Adding a monitor control flag in readData also add this hash component to all subsequent fingerprint calculations.

calcExample2 <- function() {
    "!# @ignore readData2"
    a <- readSource("Data")
    if (FALSE) a <- readSource("Data2")
    return(a)
  }

  calcExample3 <- function() {
    a <- calcOutput("Example2")
    return(a)
  }

fp2 <- madrat:::fingerprint("calcExample2", details = TRUE, packages = "madrat")
fp3 <- madrat:::fingerprint("calcExample3", details = TRUE, packages = "madrat")

The ignore flag in calcExample2 excludes readData2 from the fingerprint calculation. But in contrast to the monitor statement this information is not forwarded to calcExample3. Hence, the latter does not only monitor madrat:::toolAggregate but also readData2!

forcecache

Before the introduction of fingerprinting forcing the use of cache files was the default approach.
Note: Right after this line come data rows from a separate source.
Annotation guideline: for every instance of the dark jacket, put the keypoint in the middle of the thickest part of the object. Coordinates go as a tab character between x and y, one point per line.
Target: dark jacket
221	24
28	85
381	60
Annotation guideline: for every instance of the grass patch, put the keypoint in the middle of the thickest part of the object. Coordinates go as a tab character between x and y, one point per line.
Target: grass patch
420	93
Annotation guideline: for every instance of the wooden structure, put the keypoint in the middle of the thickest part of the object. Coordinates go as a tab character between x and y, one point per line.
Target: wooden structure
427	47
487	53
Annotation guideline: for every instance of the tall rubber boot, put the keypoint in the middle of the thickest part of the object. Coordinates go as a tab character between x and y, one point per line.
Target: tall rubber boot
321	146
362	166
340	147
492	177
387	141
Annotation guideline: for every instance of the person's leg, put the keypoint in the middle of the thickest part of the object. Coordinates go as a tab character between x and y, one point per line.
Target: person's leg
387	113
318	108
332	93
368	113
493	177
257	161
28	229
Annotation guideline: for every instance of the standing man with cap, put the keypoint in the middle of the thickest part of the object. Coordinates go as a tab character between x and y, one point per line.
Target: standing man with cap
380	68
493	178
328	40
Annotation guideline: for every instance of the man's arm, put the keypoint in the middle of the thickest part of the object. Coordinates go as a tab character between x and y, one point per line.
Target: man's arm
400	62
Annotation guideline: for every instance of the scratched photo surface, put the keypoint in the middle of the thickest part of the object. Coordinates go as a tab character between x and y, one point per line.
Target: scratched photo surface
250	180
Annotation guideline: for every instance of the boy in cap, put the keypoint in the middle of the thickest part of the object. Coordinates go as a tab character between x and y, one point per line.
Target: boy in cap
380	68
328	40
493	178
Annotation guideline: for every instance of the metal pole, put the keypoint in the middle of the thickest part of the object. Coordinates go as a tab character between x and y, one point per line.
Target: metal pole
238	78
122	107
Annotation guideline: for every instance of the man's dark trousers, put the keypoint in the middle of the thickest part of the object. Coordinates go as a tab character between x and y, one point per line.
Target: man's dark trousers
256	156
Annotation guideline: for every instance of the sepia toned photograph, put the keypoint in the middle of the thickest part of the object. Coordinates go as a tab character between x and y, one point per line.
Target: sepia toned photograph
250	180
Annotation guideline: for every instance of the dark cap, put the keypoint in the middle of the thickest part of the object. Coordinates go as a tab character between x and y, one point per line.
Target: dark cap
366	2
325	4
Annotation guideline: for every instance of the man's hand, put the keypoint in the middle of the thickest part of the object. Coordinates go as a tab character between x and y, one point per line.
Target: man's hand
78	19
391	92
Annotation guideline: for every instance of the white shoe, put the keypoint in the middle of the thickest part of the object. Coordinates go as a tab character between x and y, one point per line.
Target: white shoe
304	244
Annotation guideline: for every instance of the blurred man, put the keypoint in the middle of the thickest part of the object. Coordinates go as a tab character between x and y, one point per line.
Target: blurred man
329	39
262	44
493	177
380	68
However, in the new setup the argument forcecache = TRUE should only be used under very specific circumstances, as it does not guarantee that the data agrees with the code of the corresponding package. In particular production runs should always use forcecache = FALSE.

A scenario in which forcecache = TRUE might still make sense are development cases in which up-to-date inputs are not required for proper function development. In these cases development can be speed up by using potentially outdated cache files as a starting point to avoid lengthy calculations of parts irrelevant for the current development stage.

If you are unsure what to use, always go with forcecache = FALSE.